Bağdattaki camileri içindeki cemaatiyle birlikte yerle bir eden ve kadir gecesinde Felluce hastanesindeki 38 hastayı kurşuna dizen askerlere dua edenler sizce yönünü Kabeye mi dönmüştür? Irakta kadın ve erkek Müslümanları çırıl çıplak soyarak üst üste yığan ve onların o halde resimlerini çekerek tüm dünyaya yayanları müttefik kabul edenler ve onları göz göre göre 'şartlar böyledir' diyerek destekleyenler sizce yönünü Kebeye mi dönmüştür?
İmam Hatiplilere yapılan haksızlıklara, başörtüsüne uzanan ellere bırakın engel olmayı kalben bile buğuz edemeyenler sizce yönünü Kabeye mi dönmüştür? Müslümanların birliği ve beraberliği için çalışmak yerine, bir bölen de ben olayım mantığıyla hareket edenler sizce yönünü Kabeye mi dönmüştür?
Din düşmanlarıyla uğraşmayı bırakarak, dava adamlarını yıpratmaya çalışanlar sizce yönünü Kabeye mi dönmüştür? Milletin kendine verdiği emaneti, evlatları, yandaşları ve akrabalarıyla yağmalayanlar sizce yönünü Kabeye mi dönmüştür?
Bir masanın başına geçince, kendinden geçerek etrafındakilere yukarılardan bakanlar sizce yönünü Kebeye mi dönmüştür?
Makam ve mevkilerini kaybetmemek adına her türlü yanlış tavır ve davranışlarını sürdürenler sizce yönünü Kabeye mi dönmüştür?
Her dönemde iktidara yağcılık yapmayı kendilerine misyon edinen genellikle liberal olarak bilinen yazarlar, feminizm görüşüne sahip olduğu halde İslami kesimde itibar gören başı örtülü kadın yazarlar veya imama küsüp namazı terk eden ve batıl gazetelerde din adına Müslümanları karalayıcı yazılar kaleme alan sakallı yazarlar sizce yönünü Kabeye mi dönmüştür?
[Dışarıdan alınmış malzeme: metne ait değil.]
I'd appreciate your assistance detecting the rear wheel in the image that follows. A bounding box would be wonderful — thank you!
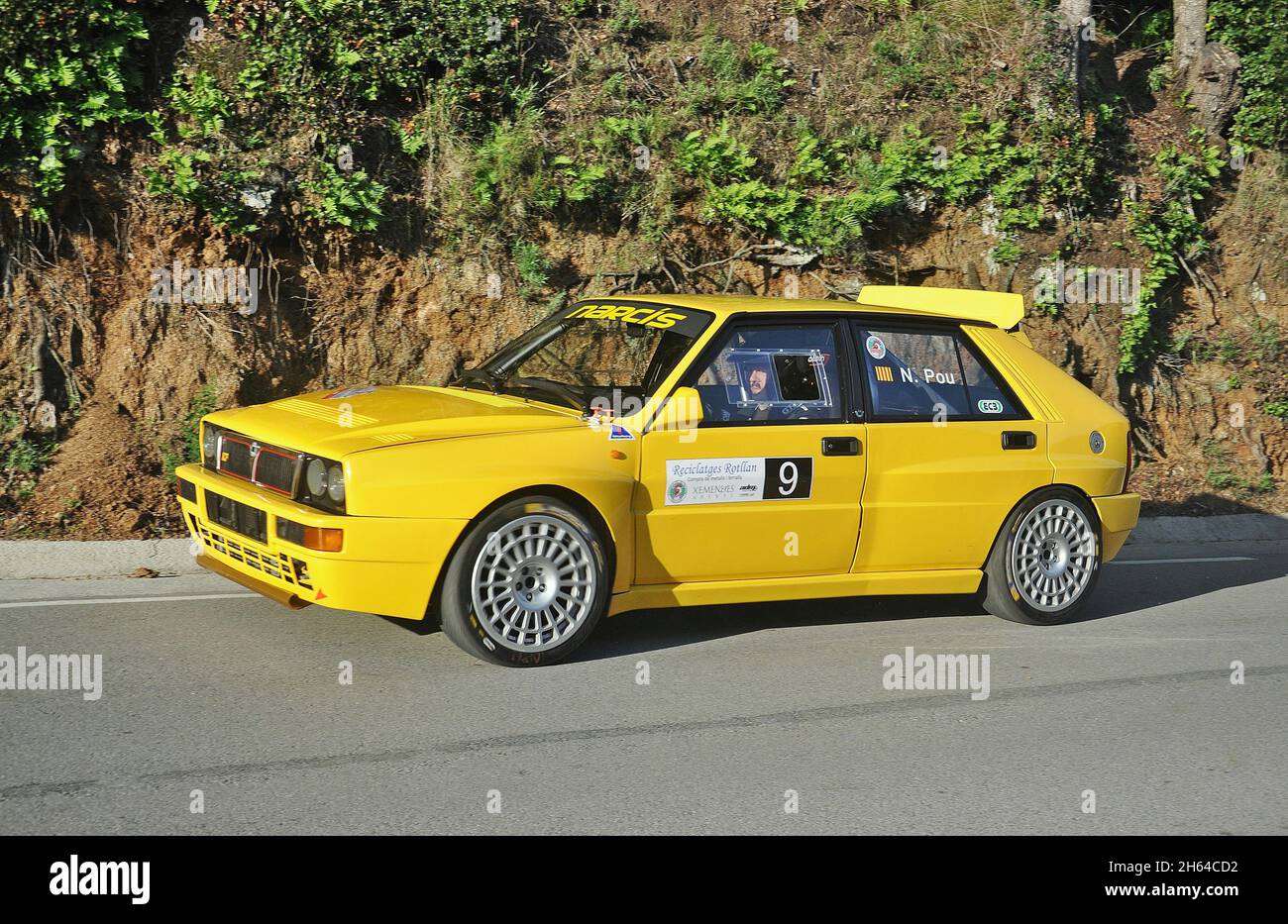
[441,497,610,667]
[984,487,1100,626]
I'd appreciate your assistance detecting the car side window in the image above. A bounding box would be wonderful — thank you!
[859,327,1018,420]
[692,324,842,425]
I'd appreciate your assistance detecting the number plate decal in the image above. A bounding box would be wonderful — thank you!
[666,456,814,507]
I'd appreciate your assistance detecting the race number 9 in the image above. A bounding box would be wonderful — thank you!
[761,456,814,500]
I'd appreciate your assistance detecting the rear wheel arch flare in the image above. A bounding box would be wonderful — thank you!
[979,481,1104,570]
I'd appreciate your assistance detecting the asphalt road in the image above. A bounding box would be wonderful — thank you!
[0,543,1288,834]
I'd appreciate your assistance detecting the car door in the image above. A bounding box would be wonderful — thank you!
[851,319,1053,571]
[634,315,866,584]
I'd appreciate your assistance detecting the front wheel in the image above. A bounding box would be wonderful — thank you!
[441,497,610,667]
[984,487,1100,626]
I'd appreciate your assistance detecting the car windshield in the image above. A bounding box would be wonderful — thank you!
[461,300,712,413]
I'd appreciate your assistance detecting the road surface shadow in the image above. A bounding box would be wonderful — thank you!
[381,550,1288,662]
[570,552,1288,662]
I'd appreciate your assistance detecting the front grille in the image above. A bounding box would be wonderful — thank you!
[255,447,299,497]
[188,514,313,590]
[214,433,301,497]
[219,434,255,481]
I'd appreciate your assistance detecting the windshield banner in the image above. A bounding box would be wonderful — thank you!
[564,301,711,337]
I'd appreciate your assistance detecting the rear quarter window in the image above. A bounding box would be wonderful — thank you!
[859,327,1024,420]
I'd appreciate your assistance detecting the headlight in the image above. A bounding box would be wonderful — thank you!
[201,424,219,468]
[304,460,326,497]
[326,464,344,503]
[296,456,344,513]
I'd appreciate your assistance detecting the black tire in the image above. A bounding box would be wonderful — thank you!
[983,487,1102,626]
[439,495,612,667]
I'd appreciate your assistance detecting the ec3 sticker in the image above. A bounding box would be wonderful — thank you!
[666,456,814,507]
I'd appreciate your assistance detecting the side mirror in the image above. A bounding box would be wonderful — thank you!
[649,388,702,433]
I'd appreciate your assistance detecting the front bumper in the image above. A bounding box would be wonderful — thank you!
[1091,494,1140,564]
[175,464,468,619]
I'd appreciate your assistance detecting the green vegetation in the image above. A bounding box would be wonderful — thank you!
[0,0,149,220]
[1208,0,1288,148]
[1118,134,1221,372]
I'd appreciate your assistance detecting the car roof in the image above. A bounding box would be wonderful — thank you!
[583,285,1024,331]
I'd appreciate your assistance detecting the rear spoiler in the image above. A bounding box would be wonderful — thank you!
[855,285,1024,331]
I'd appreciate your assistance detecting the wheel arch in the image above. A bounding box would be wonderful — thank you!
[426,484,617,614]
[979,481,1105,570]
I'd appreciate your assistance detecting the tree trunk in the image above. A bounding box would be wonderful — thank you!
[1059,0,1095,109]
[1172,0,1207,76]
[1060,0,1091,29]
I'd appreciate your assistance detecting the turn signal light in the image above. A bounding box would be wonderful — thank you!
[277,516,344,552]
[304,526,344,552]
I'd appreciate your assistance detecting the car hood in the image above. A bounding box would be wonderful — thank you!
[206,385,585,459]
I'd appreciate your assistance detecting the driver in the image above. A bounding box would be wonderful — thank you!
[737,359,774,421]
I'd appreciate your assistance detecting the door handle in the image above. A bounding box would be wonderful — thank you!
[823,437,863,456]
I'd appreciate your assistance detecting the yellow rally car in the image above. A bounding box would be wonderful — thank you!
[177,285,1140,666]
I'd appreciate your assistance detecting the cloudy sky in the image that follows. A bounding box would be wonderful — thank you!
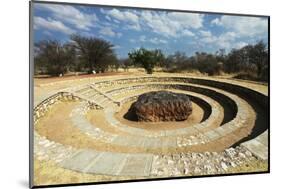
[33,3,268,57]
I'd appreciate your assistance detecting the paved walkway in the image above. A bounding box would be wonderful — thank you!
[34,77,268,177]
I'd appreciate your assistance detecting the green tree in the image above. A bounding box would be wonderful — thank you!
[35,40,75,76]
[128,48,165,74]
[71,34,116,73]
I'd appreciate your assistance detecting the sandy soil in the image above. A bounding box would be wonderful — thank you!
[115,101,204,131]
[36,102,254,154]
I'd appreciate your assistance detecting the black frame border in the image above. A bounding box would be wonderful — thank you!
[29,0,271,188]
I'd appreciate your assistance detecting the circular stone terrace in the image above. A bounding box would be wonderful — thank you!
[33,74,268,184]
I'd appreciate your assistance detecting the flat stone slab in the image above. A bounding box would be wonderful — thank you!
[86,152,127,175]
[241,131,268,160]
[60,150,100,172]
[119,154,153,176]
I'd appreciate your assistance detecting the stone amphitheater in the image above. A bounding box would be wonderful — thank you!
[33,74,269,185]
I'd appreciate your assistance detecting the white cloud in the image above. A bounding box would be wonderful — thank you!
[113,45,122,49]
[99,27,122,38]
[211,16,268,37]
[140,35,146,42]
[200,32,237,49]
[104,9,138,23]
[182,29,195,37]
[102,9,141,31]
[235,41,248,49]
[137,35,168,45]
[211,18,222,25]
[149,37,168,45]
[199,30,212,37]
[34,16,75,34]
[35,4,98,31]
[129,39,136,43]
[141,10,203,37]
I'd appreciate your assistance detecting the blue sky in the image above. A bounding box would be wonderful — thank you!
[33,3,268,58]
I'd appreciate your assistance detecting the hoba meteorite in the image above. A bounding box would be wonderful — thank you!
[130,91,192,122]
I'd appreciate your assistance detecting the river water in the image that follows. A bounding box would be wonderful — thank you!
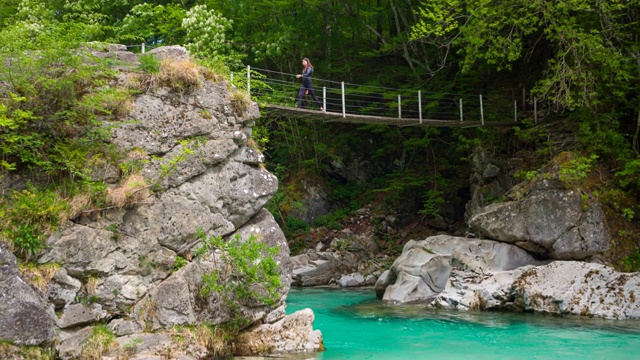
[287,288,640,360]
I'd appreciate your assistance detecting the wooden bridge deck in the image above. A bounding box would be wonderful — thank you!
[262,104,516,128]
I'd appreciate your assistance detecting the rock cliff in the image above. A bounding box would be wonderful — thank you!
[0,46,322,359]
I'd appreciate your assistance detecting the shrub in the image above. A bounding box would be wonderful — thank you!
[81,325,117,360]
[160,60,202,94]
[138,54,160,74]
[231,89,251,116]
[107,174,150,208]
[0,186,69,260]
[196,230,282,311]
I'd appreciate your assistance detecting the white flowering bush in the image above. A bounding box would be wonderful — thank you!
[182,5,232,60]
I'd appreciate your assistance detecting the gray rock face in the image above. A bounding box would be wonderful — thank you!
[469,181,610,260]
[0,46,318,359]
[376,236,640,319]
[376,241,451,303]
[134,209,291,330]
[236,309,324,355]
[514,261,640,319]
[0,241,57,345]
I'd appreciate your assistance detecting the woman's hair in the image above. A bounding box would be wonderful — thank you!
[302,58,313,72]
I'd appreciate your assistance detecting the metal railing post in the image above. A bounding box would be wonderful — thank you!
[341,81,347,118]
[418,90,422,124]
[480,94,484,126]
[247,65,251,96]
[322,86,327,111]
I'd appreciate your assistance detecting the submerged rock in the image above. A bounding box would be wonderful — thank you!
[236,309,324,355]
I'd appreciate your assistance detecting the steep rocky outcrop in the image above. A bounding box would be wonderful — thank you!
[469,180,610,260]
[0,46,322,359]
[0,241,57,345]
[467,153,611,261]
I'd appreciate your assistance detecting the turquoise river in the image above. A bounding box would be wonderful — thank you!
[278,288,640,360]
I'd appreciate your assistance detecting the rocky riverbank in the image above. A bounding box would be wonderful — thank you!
[0,45,322,359]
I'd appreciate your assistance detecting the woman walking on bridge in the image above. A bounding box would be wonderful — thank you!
[296,58,324,111]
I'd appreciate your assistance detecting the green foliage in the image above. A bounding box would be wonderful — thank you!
[81,324,116,359]
[0,21,122,177]
[615,158,640,189]
[286,216,311,233]
[622,208,636,221]
[0,186,69,261]
[182,5,234,60]
[418,189,445,216]
[558,154,598,188]
[618,248,640,272]
[171,255,187,272]
[117,3,185,45]
[314,209,352,230]
[195,229,282,310]
[138,54,160,74]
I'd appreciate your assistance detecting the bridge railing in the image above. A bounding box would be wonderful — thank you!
[232,66,537,124]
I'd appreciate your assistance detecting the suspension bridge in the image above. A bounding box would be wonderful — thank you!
[232,66,538,127]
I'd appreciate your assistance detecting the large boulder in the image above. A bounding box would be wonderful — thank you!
[375,235,539,310]
[0,241,57,345]
[235,309,324,356]
[469,180,610,260]
[513,261,640,319]
[376,241,451,303]
[133,209,291,330]
[0,46,322,359]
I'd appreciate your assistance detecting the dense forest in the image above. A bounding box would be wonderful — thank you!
[0,0,640,267]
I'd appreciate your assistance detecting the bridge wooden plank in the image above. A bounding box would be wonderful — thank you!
[262,104,517,127]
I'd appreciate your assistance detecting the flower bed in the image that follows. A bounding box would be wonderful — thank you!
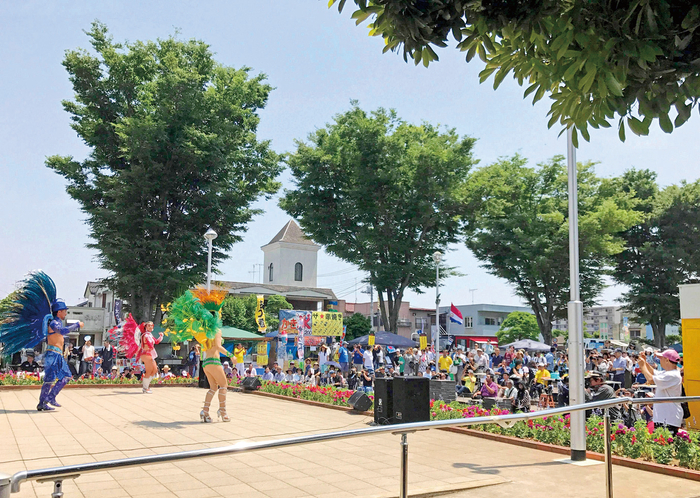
[0,372,196,386]
[254,382,700,470]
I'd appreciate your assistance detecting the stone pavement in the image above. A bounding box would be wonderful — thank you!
[0,387,700,498]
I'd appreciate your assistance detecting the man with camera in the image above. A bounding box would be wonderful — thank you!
[585,371,622,420]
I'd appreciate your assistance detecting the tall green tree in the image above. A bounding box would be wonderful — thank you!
[46,22,281,320]
[343,313,372,341]
[330,0,700,141]
[463,155,638,344]
[496,311,540,344]
[280,103,475,333]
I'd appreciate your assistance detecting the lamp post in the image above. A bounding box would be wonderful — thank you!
[204,228,218,292]
[566,127,586,461]
[433,251,442,360]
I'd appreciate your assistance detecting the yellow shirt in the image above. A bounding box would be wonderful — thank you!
[535,368,551,384]
[438,356,452,371]
[233,348,245,363]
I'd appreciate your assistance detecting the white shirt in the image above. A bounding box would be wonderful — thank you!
[362,349,374,370]
[83,346,95,361]
[654,369,683,427]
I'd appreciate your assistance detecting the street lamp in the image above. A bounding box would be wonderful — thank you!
[566,127,586,461]
[433,251,442,360]
[204,228,217,292]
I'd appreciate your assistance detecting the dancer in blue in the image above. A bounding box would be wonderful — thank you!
[0,271,83,411]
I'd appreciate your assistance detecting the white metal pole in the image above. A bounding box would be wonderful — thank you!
[566,127,586,461]
[207,238,212,292]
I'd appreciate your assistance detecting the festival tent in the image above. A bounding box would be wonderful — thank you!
[348,330,418,348]
[498,339,551,352]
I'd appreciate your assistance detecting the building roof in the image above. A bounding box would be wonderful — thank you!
[216,281,337,300]
[263,220,319,247]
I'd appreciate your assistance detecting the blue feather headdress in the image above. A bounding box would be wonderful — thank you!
[0,270,56,354]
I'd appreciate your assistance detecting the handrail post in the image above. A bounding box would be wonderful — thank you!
[399,432,408,498]
[603,408,613,498]
[0,473,12,498]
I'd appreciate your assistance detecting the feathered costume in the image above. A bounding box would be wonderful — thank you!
[0,270,80,411]
[164,289,231,422]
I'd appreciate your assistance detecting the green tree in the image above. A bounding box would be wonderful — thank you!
[343,313,372,341]
[612,170,684,347]
[463,155,638,344]
[46,22,281,320]
[496,311,540,344]
[330,0,700,141]
[280,103,475,333]
[221,294,294,332]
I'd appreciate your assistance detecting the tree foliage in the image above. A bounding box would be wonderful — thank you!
[496,311,540,344]
[280,103,475,333]
[343,313,372,341]
[221,294,293,332]
[613,170,700,348]
[47,22,281,320]
[463,155,638,344]
[330,0,700,141]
Materyalist mantıkla İslamî yayıncılık yapan yayın evlerinin sahipleri sizce yönünü Kabeye mi dönmüştür?
Beş vakit namaz kıldığı halde, müstehcen resimli gazeteleri alanlar ve bir kısım medya diye tabir olunan bu basın yayın organizasyonlarını kendi elleriyle besleyenler sizce yönünü Kabeye mi dönmüştür?
Bozulmaya yüz tutmuş bu nesli ve ahlakını yitirmiş bu gençliği bu hale getirenlerle mücadele edenleri desteklemeyenler sizce yönünü Kabeye mi dönmüştür Çocuklarının dini eğitimlerini ihmal ettikleri halde daima onlara 'üniversiteyi kazan okulunu bitir' telkinleri yapanlar sizce yönünü Kabeye mi dönmüştür?
Haksızlık karşısında susmayı tercih edenler, konuşanlara da sürekli 'aman sus' diyen silik şahsiyetler, sizce yönünü Kabeye mi dönmüştür?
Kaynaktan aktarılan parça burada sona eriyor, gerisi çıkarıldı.